Extensible Design in C++

Namespaces vs Static Methods

In C++, if you want a bunch of plain functions that you can put into a library, you can either do this:

class UtilityFunctions
  static void Foo();
  static void Bar();

or this:

namespace UtilityFunctions
  void Foo();
  void Bar();

Either way, you call the functions with the same syntax:

void SomeFunction()

So, what’s the difference between using a class full of static methods vs using namespaces? While I’m sure there’s plenty of differences about how they’re implemented internally, the big difference is that namespaces are extensible, while a class full of static methods isn’t. That means that in another file, you can just add more functions to the namespace:

namespace UtilityFunctions
  void Baz();
  void Quux();

but you can’t add more static methods to the class.

The Expression Problem

This is rather handy, since it means that C++ can quite nicely solve the expression problem, a problem that plagues nearly all modern programming languages, even ones with expressive type systems such as Haskell and Ocaml. (Note that the expression problem specifically concerns statically typed languages, so while there are solutions for it in modern dynamic languages such as Python, Perl and Ruby, they don’t really count since they’re not statically typed. It’s easy to solve the problem if you’re prepared to throw away all notions of type safety at compile time!)

The expression problem is basically this:

  • You want to able to add new data types, and have existing functions work on those data types. This is easy in an object-oriented language: just subclass the existing data types, and all existing functions will work just fine with your new subclass. This is (very) hard in a functional language, because if you add new cases to a variant type, you must update every pattern match to work properly with the new case.
  • However, you also want to add new functions that will work with those data types. This is very easy in a functional language: just define a new function. This is solvable in an object-oriented language, but isn’t very elegant, because most object-oriented languages can’t add new methods to existing classes (Objective-C is a notable exception; see the footnote below). This means that you are forced to declare a function when you really wanted to add a new method to the class, or, in OO languages which don’t even have normal functions (e.g. Java), you have to declare a totally new class with a static method instead. Ouch.

However, since C++ provides (1) objects, (2) normal functions, and (3) extensible namespaces, this means that you solve the expression problem nicely using the above techniques. It still requires some forethought by planning to use a namespace for sets of functions that you expect to be able to extend, but it’s an elegant solution to the expression problem, as opposed to no solution or a crappy solution. (And I thought I’d never say “C++” and “elegant” in the same sentence).

Extensible Object Factories

There’s one more piece to the puzzle, however. If you’re making your own new subclass, you also want to be able to create objects of that class. However, what if you only know the exact type of object you want to create at runtime? Use a runtime-extensible object factory instead.

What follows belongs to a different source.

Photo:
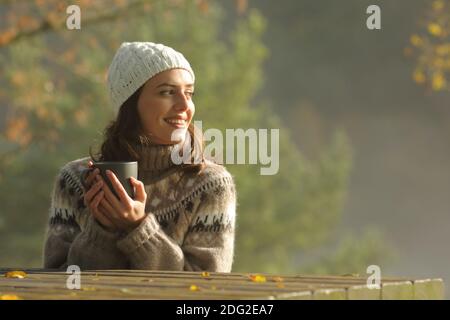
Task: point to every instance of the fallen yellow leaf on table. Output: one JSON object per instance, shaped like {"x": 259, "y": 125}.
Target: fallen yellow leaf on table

Let’s say you’re designing an extensible image library, to read a bunch of image formats such as JPG, PNG, GIF, etc. You can design an abstract Image class that a JPGImage, PNGImage, or GIFImage can then subclass. If you want a uniform interface to create such images, you can use the factory design pattern:

Image* image = ImageFactory::CreateImage("/path/to/image");

In this case, CreateImage() is a factory function that will return you an appropriate Image* object. (Well, if you’re really disciplined, you’ll be using the wonderful boost::shared_ptr rather than an evil raw pointer, but I digress…)

Now, let’s say you want to make this library extensible, so users could add in their own JPEG2000Image subclass outside of your library. How, then, do you let the CreateImage() function know about the user’s new JPEG2000Image class?

There are plenty of solutions to this, but since this is meant to be a didactic post, here’s a cheap’n’cheery solution for you: use a data structure to hold references to functions that are responsible for creating each different type of JPGImage, PNGImage, etc. You can then add to the data structure at runtime (usually called registering the creation function). The CreateImage() function can then look up the registered functions in the extensible data structure and call the appropriate function, no matter whether the image class is provided by your library (JPG, PNG), or by the user (JPEG2000).

If you put together all the above techniques, what you have is a fully extensible framework. A user can:

  • register new data types with the library at run-time,
  • use exactly the same interface to create new types of objects,
  • add new functions to your library without the awkwardness of using a different namespace,
  • … and still retain complete static type safety.

Footnote: Objective-C has a particularly interesting solution to the expression problem, via categories, which are statically type-checked despite Objective-C being a “dynamic” language.